東洋経済オンライン / 2023年12月8日 8時0分

栄養素の苦みやエグみを覆い隠すには、「マスキング」の技術を使う。麺の中心層の一部に小麦粉の代わりに食物繊維やたんぱく質を使用することで、味への影響を軽減させる技術だ。

スパイスなどでの調味もポイントになる。ここで活躍するのが、食材や調味料などの栄養素情報を蓄積した日清食品独自のデータベースだ。商品開発の過程で味をこうしたい、具材を変えたいという場合、一般的に大量の計算が必要になるが、同社はこれをシステム化し効率化している。

健康のためには減塩が求められるが、塩分はおいしさの要素でもある。日清食品は世界中から約170種類の塩を集めて味や成分を分析。完全メシにミネラルやアミノ酸を配合することで、少量の塩でもおいしく感じられるようにした。

ほかにも冷凍の完全メシであるカツ丼では、ノンフライ麺で使う技術を応用して脂質などを抑制。米には栄養素と一緒に炊いて栄養価を上げる、食物繊維を強化する、などの製法も用いられている。

日清食品は完全メシで2023年度に売り上げ60億円、2024年度には同100億円を目指す。

目標達成へ商品の拡充や消費者との接点拡大に力を入れる。今年9月末で12品だったオンラインストア向けの冷凍商品は、今年度末に20品以上に拡充。テレビ通販「ジャパネット」での販売を強化し、主にシニア層の獲得も狙う。完全メシの社員食堂への導入も積極的に働きかけていく計画だ。
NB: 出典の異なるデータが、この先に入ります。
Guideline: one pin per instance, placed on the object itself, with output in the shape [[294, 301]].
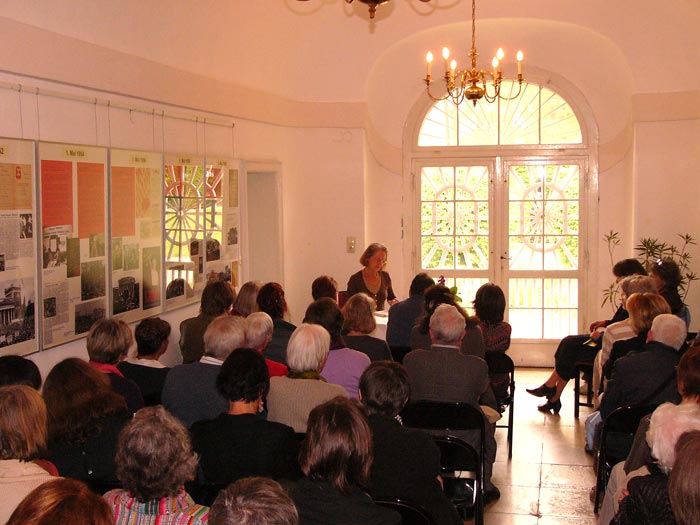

ただ、同社は「あらゆる人が気付いたら完全メシを手に取っている」ような、さらに先の世界も見据える。そのためには何が必要か。まずは、やはり味の追求だ。例えば栄養素の味をスパイスなどで隠すと、どうしても味が濃く、辛くなってしまう。完全メシが目指すのは、通常品よりおいしいといえるレベル。藤野常務は「究極、お吸い物のようなシンプルな味付けの料理でも完全メシが作れたらいい」と話す。

価値を伴った価格であると、消費者に理解してもらうことも必要だ。完全メシは通常品に比べ高価格。通常品の「日清カレーメシ ビーフ」は税込289円だが、「完全メシ カレーメシ 欧風カレー」は税込429円と100円以上高い(値段は2023年12月1日時点の日清食品グループオンラインストア)。商品名は似ているのになぜ高いのか分からない、という人が少なくない。

価値の訴求に向け、今後はさらにテレビCMやウェブ宣伝を打っていく。藤野常務は、SNS上で話題となった「カップヌードル」のCMや広告を連発したマーケティングチームの統括経験を持つ。「広告宣伝にはまだまだ力を入れていきたい。完全メシの価値を伝えられれば、この市場は圧倒的に拡大の余地がある」(藤野常務)。同氏は現在、日清食品のマーケティング部も管掌しており、カップヌードルの次は完全メシの「定番化」に手腕を発揮しそうだ。